Una prisa repentina por escuchar a Casildo Bueyes, que tal vez disponía de información más solvente sobre los Hombres Perro, le impulsó a levantarse. Se preguntaba cómo librarse de la amable Marta cuando el chirrido de la pantalla de vídeo vino en su auxilio. La secretaria de Soas adoptó por primera vez una actitud ligeramente preocupada.

– Lo siento, pero voy a ver si me necesitan…

Se alejó tratando de mantener la sonrisa.

Sin pérdida de tiempo, Ferrer atravesó en sentido inverso la masa de invitados ahora enmudecidos, llegó al bar de Lili y buscó al viejo periodista con la mirada. Pero la barra estaba desierta.

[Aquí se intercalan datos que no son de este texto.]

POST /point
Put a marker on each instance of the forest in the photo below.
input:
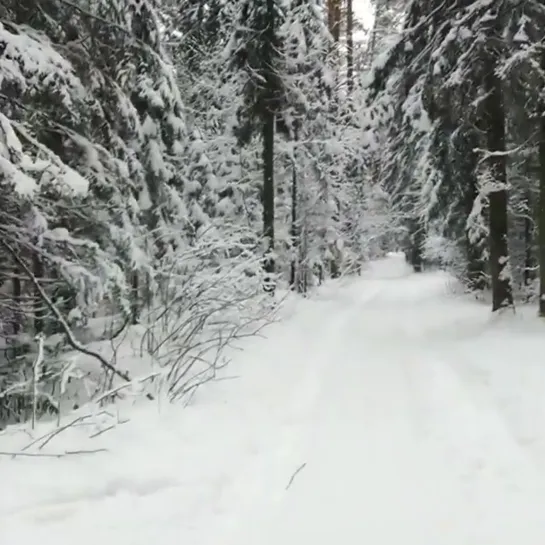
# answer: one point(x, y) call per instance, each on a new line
point(169, 169)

– ¿Y el señor Bueyes? -preguntó a la mulata-. Acabo de verle venir hacia aquí.

– Se encontró con un amigo y marcharon juntos. Pero tranquilo, don Ferrer, dijo que era un momentito. No se preocupe, le digo yo que volverá enseguida. Ha olvidado esto.Lili sacó del mostrador interno de la barra un whisky casi aguado: los cubitos de hielo, flotando casi disueltos, parecían huérfanos a punto de perecer abandonados. Ferrer, sin saber por qué, se quedó mirándolos fijamente por unos instantes.